Other plant stresses which increase the likelihood of stalk rot problems include: loss of leaf tissue due to foliar diseases (such as gray leaf spot or northern corn leaf blight), insects, or hail; injury to the root system by insects or chemicals; high levels of nitrogen in relation to potassium; compacted or saturated soils restricting root growth (recent flooding); and high plant populations.
Thomison and Paul note that most hybrids do not begin to show stalk rot symptoms until shortly before physiological maturity. It is difficult to distinguish between stalk rots caused by different fungi because two or more fungi may be involved. Similarly, certain insects such as European corn borer often act in concert with fungal pathogens to cause stalk rot. Although a number of different fungal pathogens cause stalk rots, the three most important in Ohio are Gibberella, Collectotrichum (anthracnose) and Fusarium. For more information on stalk rot in corn, consult the OSU Plant Pathology website “Ohio Field Crop Diseases” (www.oardc.ohio-state.edu/ohiofieldcropdisease/) for more details and pictures of the disease symptoms associated with these pathogens.

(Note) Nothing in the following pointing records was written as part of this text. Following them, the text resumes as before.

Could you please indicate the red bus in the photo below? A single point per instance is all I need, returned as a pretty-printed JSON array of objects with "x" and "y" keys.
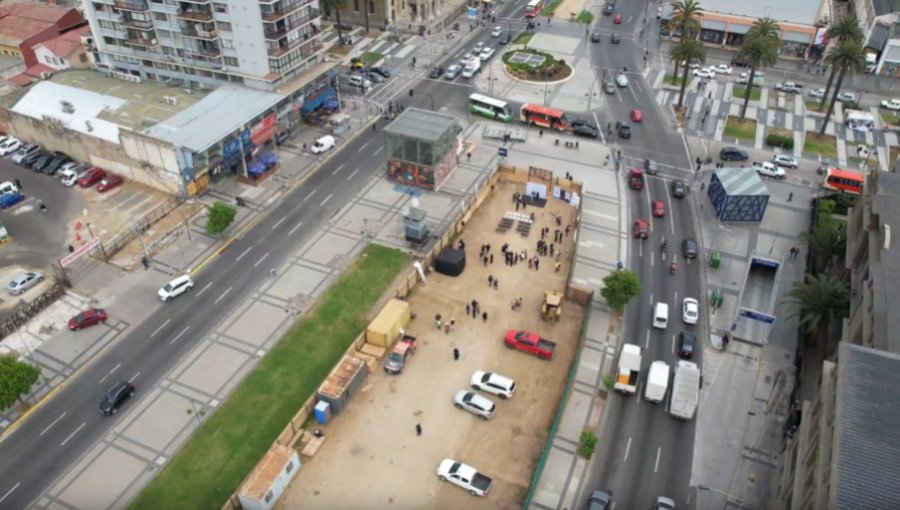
[
  {"x": 534, "y": 8},
  {"x": 544, "y": 117},
  {"x": 846, "y": 181}
]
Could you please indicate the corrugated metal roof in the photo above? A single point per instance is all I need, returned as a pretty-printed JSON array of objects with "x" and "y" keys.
[
  {"x": 420, "y": 125},
  {"x": 867, "y": 418},
  {"x": 739, "y": 181}
]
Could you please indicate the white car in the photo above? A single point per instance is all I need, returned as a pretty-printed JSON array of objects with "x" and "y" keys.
[
  {"x": 9, "y": 145},
  {"x": 784, "y": 160},
  {"x": 494, "y": 383},
  {"x": 690, "y": 311},
  {"x": 475, "y": 404}
]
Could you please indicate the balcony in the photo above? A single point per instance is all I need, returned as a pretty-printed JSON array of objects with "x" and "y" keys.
[{"x": 135, "y": 6}]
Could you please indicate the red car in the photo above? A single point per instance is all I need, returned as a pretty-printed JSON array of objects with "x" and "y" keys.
[
  {"x": 87, "y": 318},
  {"x": 109, "y": 182},
  {"x": 91, "y": 177},
  {"x": 641, "y": 229}
]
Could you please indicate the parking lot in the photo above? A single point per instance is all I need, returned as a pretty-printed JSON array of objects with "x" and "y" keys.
[{"x": 372, "y": 456}]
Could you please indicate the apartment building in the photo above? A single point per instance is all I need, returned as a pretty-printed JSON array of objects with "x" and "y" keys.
[{"x": 262, "y": 44}]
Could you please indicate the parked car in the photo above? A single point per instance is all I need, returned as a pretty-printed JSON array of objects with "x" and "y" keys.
[
  {"x": 474, "y": 403},
  {"x": 109, "y": 182},
  {"x": 115, "y": 397},
  {"x": 24, "y": 281},
  {"x": 87, "y": 318}
]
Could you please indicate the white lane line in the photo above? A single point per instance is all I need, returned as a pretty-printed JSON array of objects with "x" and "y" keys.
[
  {"x": 110, "y": 373},
  {"x": 222, "y": 296},
  {"x": 52, "y": 424},
  {"x": 183, "y": 331},
  {"x": 244, "y": 253},
  {"x": 16, "y": 486},
  {"x": 204, "y": 289},
  {"x": 159, "y": 328},
  {"x": 258, "y": 262},
  {"x": 73, "y": 434}
]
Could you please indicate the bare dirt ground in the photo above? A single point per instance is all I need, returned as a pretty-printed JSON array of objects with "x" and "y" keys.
[{"x": 372, "y": 457}]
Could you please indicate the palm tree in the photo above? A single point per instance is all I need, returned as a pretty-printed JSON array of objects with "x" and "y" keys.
[
  {"x": 335, "y": 6},
  {"x": 819, "y": 301},
  {"x": 846, "y": 56},
  {"x": 687, "y": 50},
  {"x": 846, "y": 29},
  {"x": 760, "y": 48}
]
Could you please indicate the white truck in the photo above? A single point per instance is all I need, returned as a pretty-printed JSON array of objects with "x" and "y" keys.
[
  {"x": 629, "y": 369},
  {"x": 465, "y": 476},
  {"x": 685, "y": 390},
  {"x": 657, "y": 382}
]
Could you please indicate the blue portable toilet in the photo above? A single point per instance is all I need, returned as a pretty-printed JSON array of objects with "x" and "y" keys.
[{"x": 323, "y": 412}]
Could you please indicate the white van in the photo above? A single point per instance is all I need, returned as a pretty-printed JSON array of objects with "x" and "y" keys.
[
  {"x": 322, "y": 144},
  {"x": 660, "y": 315}
]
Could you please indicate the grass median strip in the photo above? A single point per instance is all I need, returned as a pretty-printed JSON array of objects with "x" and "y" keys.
[{"x": 212, "y": 464}]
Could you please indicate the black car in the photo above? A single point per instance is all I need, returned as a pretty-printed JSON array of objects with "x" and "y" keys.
[
  {"x": 686, "y": 344},
  {"x": 733, "y": 154},
  {"x": 116, "y": 396}
]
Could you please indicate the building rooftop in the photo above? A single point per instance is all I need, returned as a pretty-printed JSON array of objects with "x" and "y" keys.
[
  {"x": 867, "y": 416},
  {"x": 419, "y": 124},
  {"x": 741, "y": 181},
  {"x": 213, "y": 118}
]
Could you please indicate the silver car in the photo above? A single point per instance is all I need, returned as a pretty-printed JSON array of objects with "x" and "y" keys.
[
  {"x": 475, "y": 404},
  {"x": 24, "y": 281}
]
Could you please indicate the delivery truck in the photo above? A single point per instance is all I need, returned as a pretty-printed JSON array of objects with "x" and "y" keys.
[{"x": 685, "y": 390}]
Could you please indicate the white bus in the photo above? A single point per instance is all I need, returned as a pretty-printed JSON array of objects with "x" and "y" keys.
[{"x": 490, "y": 107}]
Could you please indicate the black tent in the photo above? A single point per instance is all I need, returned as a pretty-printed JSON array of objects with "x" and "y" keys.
[{"x": 450, "y": 262}]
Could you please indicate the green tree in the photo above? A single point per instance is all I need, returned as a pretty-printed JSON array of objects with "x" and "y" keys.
[
  {"x": 759, "y": 49},
  {"x": 16, "y": 379},
  {"x": 219, "y": 218},
  {"x": 845, "y": 29},
  {"x": 846, "y": 56},
  {"x": 687, "y": 50},
  {"x": 819, "y": 302},
  {"x": 619, "y": 287}
]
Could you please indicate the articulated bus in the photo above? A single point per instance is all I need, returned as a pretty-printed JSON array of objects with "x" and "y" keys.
[
  {"x": 490, "y": 107},
  {"x": 541, "y": 116},
  {"x": 846, "y": 181},
  {"x": 533, "y": 8}
]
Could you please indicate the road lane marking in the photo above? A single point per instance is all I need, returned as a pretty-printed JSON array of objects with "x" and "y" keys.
[
  {"x": 222, "y": 296},
  {"x": 203, "y": 289},
  {"x": 183, "y": 331},
  {"x": 110, "y": 373},
  {"x": 73, "y": 434},
  {"x": 159, "y": 328},
  {"x": 51, "y": 425},
  {"x": 244, "y": 253},
  {"x": 16, "y": 486}
]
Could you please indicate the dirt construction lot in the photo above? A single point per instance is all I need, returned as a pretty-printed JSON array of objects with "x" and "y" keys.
[{"x": 372, "y": 457}]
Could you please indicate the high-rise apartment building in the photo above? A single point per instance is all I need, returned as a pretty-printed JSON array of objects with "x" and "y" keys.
[{"x": 204, "y": 43}]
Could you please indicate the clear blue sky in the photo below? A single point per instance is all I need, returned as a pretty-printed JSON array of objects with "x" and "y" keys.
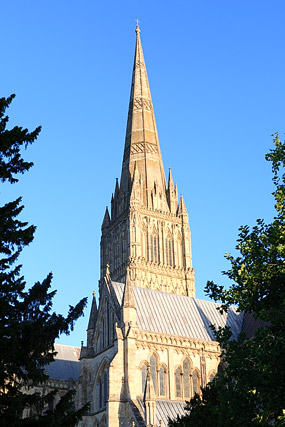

The presence of stalk rots in corn may not always result in stalk lodging, especially if the affected crop is harvested promptly. It’s not uncommon to walk corn fields where nearly every plant is upright yet nearly every plant is also showing stalk rot symptoms. Many hybrids have excellent rind strength, which contributes to plant standability even when the internal plant tissue has rotted or started to rot. However, strong rinds will not prevent lodging if harvest is delayed and the crop is subjected to weathering, e.g. strong winds and heavy rains.
A symptom common to all stalk rots is the deterioration of the inner stalk tissues so that one or more of the inner nodes can easily be compressed when squeezing the stalk between thumb and finger. Thomison and Paul suggest it is possible by using this “squeeze test” to assess potential lodging if harvesting is not done promptly. The “push” test is another way to predict lodging. Push the stalks at the ear level, 6 to 8 inches from the vertical. If the stalk breaks between the ear and the lowest node, stalk rot is usually present. To minimize losses from stalk lodging, avoid harvest delays. Identify fields which are at greatest risk and harvest these fields first. Fields which experienced drought stress, defoliation due to hail, foliar disease injury, etc. would be prime candidates for early harvest.
(Tony Nye is the Agriculture and Natural Resources Educator for the OSU Extension, Clinton County.)